# Homework Help: Logarithmic Equation

1. Nov 14, 2008

### nikita33

Just wondering if someone can tell me if I got this correct. It was a problem on my midterm a month ago and im going over the probs I got wrong, and I dont know the correct answers.
1. The problem statement, all variables and given/known data

4(x+1)= 8(x-1)

2. Relevant equations

3. The attempt at a solution
log 4(x+1) = log 8(x-1)

(x+1) log 4 = (x-1) log 8

x log 4 + log 4 = x log 8 - log 8 (sub/add to get x on one side)

log 8 + log 4 = x log 8 - x log 4

log 8 + log 4 = x(log 8 - log 4) (divide to get x)

log 8 + log 4 = X
---------------
log 8 - log 4

x= 5

2. Nov 14, 2008

### Dick

I guess that works, though you didn't really say how you changed your final log expression into 5. But you can make your life a bit easier by picking a convenient base for the logarithms.
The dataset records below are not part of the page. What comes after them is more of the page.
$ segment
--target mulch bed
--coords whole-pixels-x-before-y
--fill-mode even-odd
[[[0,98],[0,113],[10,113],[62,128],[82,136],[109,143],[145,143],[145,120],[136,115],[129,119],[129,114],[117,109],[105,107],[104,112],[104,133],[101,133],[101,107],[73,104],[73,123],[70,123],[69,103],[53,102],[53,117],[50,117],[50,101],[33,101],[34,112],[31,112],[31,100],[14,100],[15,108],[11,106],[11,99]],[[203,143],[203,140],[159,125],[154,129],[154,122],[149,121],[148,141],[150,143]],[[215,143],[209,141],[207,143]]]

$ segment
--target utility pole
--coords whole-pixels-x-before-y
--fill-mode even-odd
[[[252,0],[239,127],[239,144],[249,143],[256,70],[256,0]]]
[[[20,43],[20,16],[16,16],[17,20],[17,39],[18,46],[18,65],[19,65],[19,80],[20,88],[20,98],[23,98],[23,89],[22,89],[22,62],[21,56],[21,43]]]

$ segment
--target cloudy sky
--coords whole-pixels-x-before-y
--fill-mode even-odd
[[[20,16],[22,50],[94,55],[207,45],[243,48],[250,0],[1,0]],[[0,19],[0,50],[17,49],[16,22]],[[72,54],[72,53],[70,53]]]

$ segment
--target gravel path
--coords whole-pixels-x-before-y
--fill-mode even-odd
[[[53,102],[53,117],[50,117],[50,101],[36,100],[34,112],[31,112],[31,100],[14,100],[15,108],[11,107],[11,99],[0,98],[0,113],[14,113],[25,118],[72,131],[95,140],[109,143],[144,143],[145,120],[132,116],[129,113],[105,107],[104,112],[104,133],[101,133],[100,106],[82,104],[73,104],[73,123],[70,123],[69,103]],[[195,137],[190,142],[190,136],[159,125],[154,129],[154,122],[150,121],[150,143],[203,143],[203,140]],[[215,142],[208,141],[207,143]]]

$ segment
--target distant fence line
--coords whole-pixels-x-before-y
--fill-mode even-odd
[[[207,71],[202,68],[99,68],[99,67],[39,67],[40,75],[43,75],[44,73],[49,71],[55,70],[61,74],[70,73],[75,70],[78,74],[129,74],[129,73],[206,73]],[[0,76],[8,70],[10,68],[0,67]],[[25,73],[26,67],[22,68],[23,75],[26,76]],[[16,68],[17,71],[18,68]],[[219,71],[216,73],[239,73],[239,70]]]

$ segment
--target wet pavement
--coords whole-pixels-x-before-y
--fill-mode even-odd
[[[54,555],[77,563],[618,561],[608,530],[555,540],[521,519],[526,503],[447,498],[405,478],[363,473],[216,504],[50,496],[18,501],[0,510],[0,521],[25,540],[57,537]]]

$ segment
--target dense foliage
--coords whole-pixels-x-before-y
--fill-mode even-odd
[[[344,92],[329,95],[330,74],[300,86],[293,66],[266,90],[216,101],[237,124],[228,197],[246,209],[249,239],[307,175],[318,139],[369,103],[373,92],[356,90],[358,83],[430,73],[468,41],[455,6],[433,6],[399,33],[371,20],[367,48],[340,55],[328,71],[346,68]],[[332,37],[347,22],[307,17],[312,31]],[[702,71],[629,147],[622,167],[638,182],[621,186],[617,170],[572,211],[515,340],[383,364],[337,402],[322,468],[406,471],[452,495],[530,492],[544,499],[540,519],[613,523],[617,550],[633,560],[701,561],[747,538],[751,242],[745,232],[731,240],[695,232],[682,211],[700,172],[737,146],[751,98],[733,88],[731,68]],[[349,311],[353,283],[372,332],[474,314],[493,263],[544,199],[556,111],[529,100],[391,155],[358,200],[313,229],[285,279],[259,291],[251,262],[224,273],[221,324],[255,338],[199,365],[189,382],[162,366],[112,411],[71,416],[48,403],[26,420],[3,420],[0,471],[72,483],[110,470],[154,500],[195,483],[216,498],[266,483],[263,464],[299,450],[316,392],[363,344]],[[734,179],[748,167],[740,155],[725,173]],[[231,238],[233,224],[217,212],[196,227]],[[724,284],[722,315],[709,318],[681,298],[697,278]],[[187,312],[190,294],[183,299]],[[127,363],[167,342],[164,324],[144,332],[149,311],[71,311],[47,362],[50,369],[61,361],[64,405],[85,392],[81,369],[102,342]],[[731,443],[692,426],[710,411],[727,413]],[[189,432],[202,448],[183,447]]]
In this case I'd pick log_2 (log base 2) and use that. So your second line just turns into 2(x+1)=3(x-1).

3. Nov 14, 2008

### nikita33

^
well, that would make it easier, now wouldnt it? prob why i got it wrong on the exam. i totally forgot about that.

To get 5, I divided
(log 8 + log 4)/(log 8 - log 4)
which is
1.505149978/.3010299957 = 4.999999998

thank you though for reminding me about the bases. I couldnt do it the way I did it if it was on the non calculator portion of the exam, so Im going to have to remember that. I have another log question, but its a diff problem, so ill make another post.

4. Nov 14, 2008

### Dick

You could also do it this way. (log(8)+log(4))=log(8*4)=log(32)=log(2^5)=5*log(2) and (log(8)-log(4))=log(8/4)=log(2). So you can do it without a calculator, though it pays to get rid of the logs early.

5. Nov 14, 2008

### nikita33

ah^
that is like the other question i posted. I forgot on the exam that addition is multiplication. Well, not on the expanding log questions but on solve for x questions.

6. Nov 14, 2008

### symbolipoint

Use of logarithms is not necessary for that example.
(2^2)^(x+1) Left Hand Side.
(2^3)^(x-1) Right Hand Side.

Skipping one step,
2^(2x+2) = 2^(3x-3)
Left and Right sides having the same base, the exponents are equal.

7. Nov 14, 2008

### Dick

There's more than one way to skin a cat.

8. Nov 15, 2008

### CompuChip

Yep, here's yet another one;
4^(x+1) = 8^(x-1)
16 * 4^(x - 1) = 8^(x - 1)
16 = (8/4)^(x - 1) = 2^(x - 1)
x - 1 = 4

Of course, most methods mentioned are not general, because they rely on the convenient fact that 4= 2^2 and 8 = 2^3.